Entering auto mode. File endings considered are xml,json,jsonl,csv,pdf,doc,docx,ppt,pptx,xls,xlsx,odt,odp,ods,ott,otp,ots,rtf,htm,html,txt,log
POSTing file films.json (application/json) to [base]/json/docs
1 files indexed.
COMMITting Solr index changes to http://localhost:8983/solr/films/update...
Time spent: 0:00:00.878
Hooray!
If you go to the Query screen in the Admin UI for films (http://localhost:8983/solr/#/films/query) and hit Execute Query you should see 1100 results, with the first 10 returned to the screen.
Let’s do a query to see if the "catchall" field worked properly. Enter "comedy" in the q
box and hit Execute Query again. You should see get 417 results. Feel free to play around with other searches before we move on to faceting.
Faceting
One of Solr’s most popular features is faceting. Faceting allows the search results to be arranged into subsets (or buckets, or categories), providing a count for each subset. There are several types of faceting: field values, numeric and date ranges, pivots (decision tree), and arbitrary query faceting.
Field Facets
In addition to providing search results, a Solr query can return the number of documents that contain each unique value in the whole result set.
On the Admin UI Query tab, if you check the facet
checkbox, you’ll see a few facet-related options appear:
To see facet counts from all documents (q=*:*
): turn on faceting (facet=true
), and specify the field to facet on via the facet.field
parameter. If you only want facets, and no document contents, specify rows=0
. The curl
command below will return facet counts for the genre_str
field:
curl "http://localhost:8983/solr/films/select?q=*:*&rows=0&facet=true&facet.field=genre_str"
In your terminal, you’ll see something like:
{
"responseHeader":{
"zkConnected":true,
"status":0,
"QTime":11,
"params":{
"q":"*:*",
"facet.field":"genre_str",
"rows":"0",
"facet":"true"}},
"response":{"numFound":1100,"start":0,"maxScore":1.0,"docs":[]
},
"facet_counts":{
"facet_queries":{},
"facet_fields":{
"genre_str":[
"Drama",552,
"Comedy",389,
"Romance Film",270,
"Thriller",259,
"Action Film",196,
"Crime Fiction",170,
"World cinema",167]},
"facet_ranges":{},
"facet_intervals":{},
"facet_heatmaps":{}}}
We’ve truncated the output here a little bit, but in the facet_counts
section, you see by default you get a count of the number of documents using each genre for every genre in the index. Solr has a parameter facet.mincount
that you could use to limit the facets to only those that contain a certain number of documents (this parameter is not shown in the UI). Or, perhaps you do want all the facets, and you’ll let your application’s front-end control how it’s displayed to users.
If you wanted to control the number of items in a bucket, you could do something like this:
curl "http://localhost:8983/solr/films/select?=&q=*:*&facet.field=genre_str&facet.mincount=200&facet=on&rows=0"

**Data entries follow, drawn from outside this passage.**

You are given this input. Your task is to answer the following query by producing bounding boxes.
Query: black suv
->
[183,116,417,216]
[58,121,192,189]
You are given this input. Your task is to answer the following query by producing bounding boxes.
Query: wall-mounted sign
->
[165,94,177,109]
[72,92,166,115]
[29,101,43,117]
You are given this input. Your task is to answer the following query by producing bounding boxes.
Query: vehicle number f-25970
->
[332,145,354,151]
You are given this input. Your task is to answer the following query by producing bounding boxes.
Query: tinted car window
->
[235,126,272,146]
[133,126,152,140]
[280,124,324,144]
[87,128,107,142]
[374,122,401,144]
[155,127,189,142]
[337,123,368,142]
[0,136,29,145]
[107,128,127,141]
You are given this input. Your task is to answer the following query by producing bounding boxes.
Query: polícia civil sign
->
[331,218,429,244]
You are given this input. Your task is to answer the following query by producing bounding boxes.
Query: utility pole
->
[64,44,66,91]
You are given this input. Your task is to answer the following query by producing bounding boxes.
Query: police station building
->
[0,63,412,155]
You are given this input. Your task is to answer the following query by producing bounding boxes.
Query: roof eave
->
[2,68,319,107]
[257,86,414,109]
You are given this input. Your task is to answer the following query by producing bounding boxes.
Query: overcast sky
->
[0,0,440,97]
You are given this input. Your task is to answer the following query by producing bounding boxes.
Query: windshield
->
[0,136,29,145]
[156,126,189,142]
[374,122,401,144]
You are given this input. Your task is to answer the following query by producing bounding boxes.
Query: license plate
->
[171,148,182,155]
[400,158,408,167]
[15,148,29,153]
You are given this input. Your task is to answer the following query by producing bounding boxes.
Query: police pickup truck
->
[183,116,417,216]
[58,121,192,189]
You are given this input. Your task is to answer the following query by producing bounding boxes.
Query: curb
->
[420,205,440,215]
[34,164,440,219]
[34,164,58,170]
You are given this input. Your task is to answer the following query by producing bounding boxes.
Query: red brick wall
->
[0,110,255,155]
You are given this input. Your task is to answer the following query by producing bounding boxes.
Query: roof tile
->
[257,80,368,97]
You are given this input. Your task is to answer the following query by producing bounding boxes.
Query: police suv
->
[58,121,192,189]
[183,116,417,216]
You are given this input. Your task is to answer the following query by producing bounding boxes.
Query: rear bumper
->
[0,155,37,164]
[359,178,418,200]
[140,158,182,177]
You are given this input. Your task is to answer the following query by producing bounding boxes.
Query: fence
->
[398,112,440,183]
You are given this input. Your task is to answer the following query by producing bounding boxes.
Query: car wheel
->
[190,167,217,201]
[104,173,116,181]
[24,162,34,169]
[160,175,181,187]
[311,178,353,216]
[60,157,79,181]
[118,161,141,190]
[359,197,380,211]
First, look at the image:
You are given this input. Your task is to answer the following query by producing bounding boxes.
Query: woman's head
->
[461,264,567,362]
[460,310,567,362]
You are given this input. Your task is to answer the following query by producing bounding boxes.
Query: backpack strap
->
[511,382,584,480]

You should only see 4 facets returned.
There are a great deal of other parameters available to help you control how Solr constructs the facets and facet lists. We’ll cover some of them in this exercise, but you can also see the section Faceting for more detail.
Range Facets
For numerics or dates, it’s often desirable to partition the facet counts into ranges rather than discrete values. A prime example of numeric range faceting, using the example techproducts data from our previous exercise, is price
. In the /browse
UI, it looks like this:
The films data includes the release date for films, and we could use that to create date range facets, which are another common use for range facets.
The Solr Admin UI doesn’t yet support range facet options, so you will need to use curl or similar command line tool for the following examples.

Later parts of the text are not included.